Mining Web Videos for Video Quality Assessment

Authors

  • Dubravko Culibrk University of Novi Sad, Faculty of Technical Sciences, Trg Dositeja Obradovica 6, 21000 Novi Sad, Serbia
  • Milan Mirkovic University of Novi Sad, Faculty of Technical Sciences, Trg Dositeja Obradovica 6, 21000 Novi Sad, Serbia
  • Predrag Lugonja University of Novi Sad, Faculty of Technical Sciences, Trg Dositeja Obradovica 6, 21000 Novi Sad, Serbia
  • Vladimir Crnojevic University of Novi Sad, Faculty of Technical Sciences, Trg Dositeja Obradovica 6, 21000 Novi Sad, Serbia

Keywords:

Video quality assessment, internet data, data mining, YouTubetm

Abstract

Correlating estimates of objective measures related to the presence of different coding artifacts with the quality of video as perceived by human observers is a non-trivial task. There is no shortage of data to learn from, thanks to the Internet and web-sites such as YouTubetm. There has, however, been little done in the research community to try to use such resources to advance our understanding of perceived video quality.

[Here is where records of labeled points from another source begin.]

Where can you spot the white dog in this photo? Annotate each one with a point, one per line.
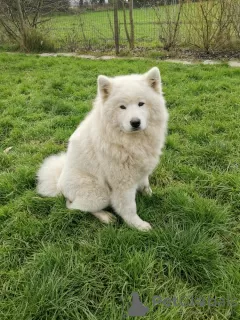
(113, 151)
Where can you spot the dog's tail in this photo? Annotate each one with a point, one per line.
(48, 175)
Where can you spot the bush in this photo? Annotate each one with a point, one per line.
(36, 42)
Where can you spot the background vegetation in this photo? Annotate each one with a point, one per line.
(205, 25)
(61, 264)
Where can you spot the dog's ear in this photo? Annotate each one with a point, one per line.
(154, 79)
(104, 86)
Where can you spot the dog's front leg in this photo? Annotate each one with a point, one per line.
(125, 205)
(144, 186)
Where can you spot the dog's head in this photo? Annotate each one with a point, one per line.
(129, 102)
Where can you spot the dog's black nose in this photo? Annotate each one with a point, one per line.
(135, 123)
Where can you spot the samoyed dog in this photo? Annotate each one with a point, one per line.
(113, 151)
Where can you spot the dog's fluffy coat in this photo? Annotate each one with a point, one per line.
(108, 159)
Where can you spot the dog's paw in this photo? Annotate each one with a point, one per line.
(105, 217)
(147, 190)
(144, 226)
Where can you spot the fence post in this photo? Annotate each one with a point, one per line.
(116, 27)
(131, 24)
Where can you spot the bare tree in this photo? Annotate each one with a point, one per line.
(20, 18)
(169, 19)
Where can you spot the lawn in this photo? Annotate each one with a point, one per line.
(63, 265)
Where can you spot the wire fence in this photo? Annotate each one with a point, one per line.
(144, 25)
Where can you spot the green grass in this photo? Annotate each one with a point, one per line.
(60, 264)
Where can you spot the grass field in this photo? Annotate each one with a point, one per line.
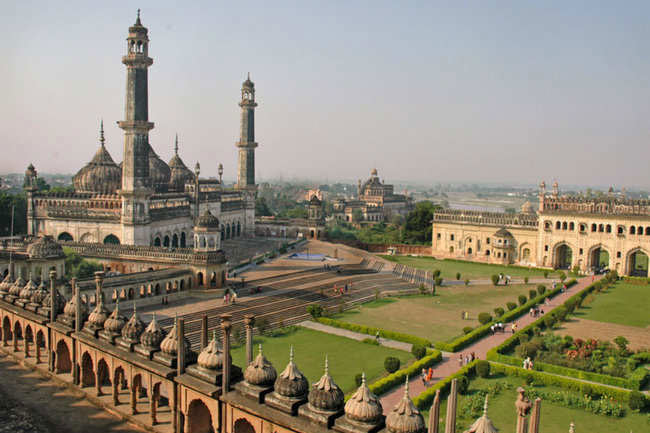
(624, 304)
(346, 357)
(449, 268)
(554, 418)
(436, 318)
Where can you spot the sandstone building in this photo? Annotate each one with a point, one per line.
(566, 232)
(143, 200)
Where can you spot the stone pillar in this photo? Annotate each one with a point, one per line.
(434, 414)
(204, 331)
(226, 325)
(534, 418)
(452, 400)
(249, 322)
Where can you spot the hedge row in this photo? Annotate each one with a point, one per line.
(425, 398)
(389, 382)
(478, 333)
(571, 384)
(397, 336)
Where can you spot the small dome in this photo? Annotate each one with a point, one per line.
(364, 406)
(69, 309)
(325, 394)
(133, 328)
(291, 382)
(168, 345)
(260, 372)
(211, 357)
(153, 335)
(99, 314)
(405, 417)
(29, 289)
(59, 301)
(115, 321)
(208, 220)
(39, 294)
(17, 287)
(45, 247)
(159, 172)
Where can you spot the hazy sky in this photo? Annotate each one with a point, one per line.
(512, 91)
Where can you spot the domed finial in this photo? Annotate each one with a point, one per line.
(102, 140)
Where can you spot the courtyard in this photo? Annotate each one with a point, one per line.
(436, 318)
(347, 357)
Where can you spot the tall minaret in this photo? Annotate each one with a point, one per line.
(247, 144)
(136, 184)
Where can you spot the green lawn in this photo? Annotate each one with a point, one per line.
(624, 304)
(554, 418)
(449, 268)
(436, 318)
(346, 357)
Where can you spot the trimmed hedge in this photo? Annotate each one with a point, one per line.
(389, 382)
(571, 384)
(397, 336)
(478, 333)
(425, 398)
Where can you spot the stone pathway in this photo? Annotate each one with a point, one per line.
(354, 335)
(450, 362)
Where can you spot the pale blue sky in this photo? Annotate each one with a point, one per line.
(426, 91)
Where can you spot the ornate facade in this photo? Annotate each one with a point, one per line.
(143, 200)
(566, 232)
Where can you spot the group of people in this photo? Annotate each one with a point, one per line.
(497, 327)
(528, 364)
(427, 376)
(343, 289)
(464, 359)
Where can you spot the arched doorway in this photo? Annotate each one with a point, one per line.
(563, 257)
(111, 240)
(65, 236)
(638, 264)
(63, 363)
(599, 258)
(199, 418)
(243, 426)
(87, 372)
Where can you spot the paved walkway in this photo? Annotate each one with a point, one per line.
(355, 335)
(450, 362)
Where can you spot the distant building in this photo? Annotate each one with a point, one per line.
(568, 231)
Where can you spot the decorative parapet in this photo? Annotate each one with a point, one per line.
(499, 219)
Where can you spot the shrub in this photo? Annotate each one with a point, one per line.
(637, 401)
(463, 384)
(391, 364)
(484, 318)
(418, 351)
(483, 368)
(315, 310)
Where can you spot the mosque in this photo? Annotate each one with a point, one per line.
(144, 201)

The problem is the fact that it is not easy to obtain the Mean Opinion Score (MOS), a standard measure of the perceived video quality, for more than a handful of videos. The paper presents an approach to determining the quality of a relatively large number of videos obtained randomly from YouTubetm. Several measures related to motion, saliency and coding artifacts are calculated for the frames of the video. Programmable graphics hardware is used to perform clustering: first, to create an artifacts-related signature of each video; then, to cluster the videos according to their signatures. To obtain an estimate for the video quality, MOS is obtained for representative videos, closest to the cluster centers. This is then used as an estimate of the quality of all other videos in the cluster. Results based on 2,107 videos containing some 90,000,000 frames are presented in the paper.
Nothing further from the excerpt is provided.